Es lugar común pensar que la ciencia es un conjunto de creencias capaces de sustituir a la religión o la fe. Algo me debí perder cuando cursaba la carrera y el doctorado. Ignoro si es producto de la ignorancia, de la incultura o de una visión mítica de los postulados científicos, tan cambiantes y tan sometidos a los hechos (los mismos que el primer autor reseñado en esta entrada concebía como desdeñados). Tal vez sea una mezcla de todo ello. Eso sí, el texto es de una incoherencia atroz, no somos capaces de colegir qué es eso que "nos toca a todos": ¿el momento de regresar a la luz irradiada por la ciencia en ausencia de un Dios salvífico? ¿Tal vez la visión de un inminente apocalipsis que Dios no sabrá o no querrá detener? La boutade de la escritora aquí mencionada no deja de ser una versión presuntuosa del "solo nos acordamos de Santa Bárbara cuando truena", pero con ciencia (¿polilítica?) y con Dios. Todo junto. Qué menos.

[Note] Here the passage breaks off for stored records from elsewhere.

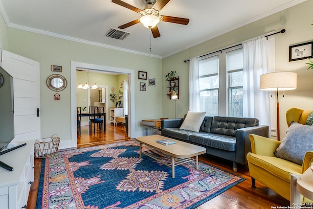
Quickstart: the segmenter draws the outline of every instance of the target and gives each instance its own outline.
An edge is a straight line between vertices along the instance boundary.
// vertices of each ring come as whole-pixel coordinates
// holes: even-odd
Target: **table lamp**
[[[277,72],[261,75],[260,89],[263,91],[276,91],[277,97],[277,139],[279,134],[279,91],[293,90],[297,88],[297,73],[293,72]]]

«Le he intentado explicar a mi hija de quince años, creo que sin suerte, que a veces la vida es una mierda, y que no hay nada que podamos hacer para evitarlo. Y que los adultos tampoco podemos entender por qué es así, porque no existe una explicación. Y que el padre de su amiga Alicia puso toda la lucha; y que los médicos auxiliaron con todo su empeño, y que ni así. El coronavirus derrotó a todos». Ángel Fernández Fermoselle 

La resignación es la solución. Eso parece tener claro el escritor aludido (quien acostumbra a firmar omitiendo el apellido paterno, que le debe parecer vulgar). La resignación es algo que a mucha gente parece un valor cristiano o islámico o budista. Claro, que luego va el papa Francisco y suelta que "La resignación no es una virtud cristiana. Como no es de cristianos encogerse de hombros o bajar la cabeza ante un destino que nos parece inevitable". Luego puede que, en realidad, sea la tierra donde esconder la cabeza. La resignación es un concepto de la Antigua Grecia que se estudiaba en el antigua bachillerato, fuente de nuestra raquítica cultura (cultura es aquello que queda cuando no recordamos ya casi nada de lo aprendido). Resignación implica conformidad o tolerancia ante circunstancias que escapan absolutamente de todo control, y es opuesta a la esperanza y la tenacidad, esto es, a la hypomone de los Padres de la Iglesia, para quienes buscan el nexo con las virtudes cristianas. A diferencia de la acción, la pasión no depende de la voluntad ni de la libre elección del individuo, quedando al margen de toda consideración racional. Y si pasión es un estado afectivo no elegido por el individuo, la única opción viable parece ser la resignación. No son pocos los sistemas éticos que han hecho del control de las pasiones un elemento clave para poder alcanzar la felicidad, aunque lo revistan de budismo o filosofía oriental. Pero no conocemos a nadie que lo practique, salvo algunos sujetos bastante monacales y recoletos a los que tenemos por excéntricos, cuando no por opusdeístas. Sin advertirlo, el escritor arriba mencionado se convierte en aliado involuntario de la escritora inmediatamente antes reseñada, en las antípodas de su ideología.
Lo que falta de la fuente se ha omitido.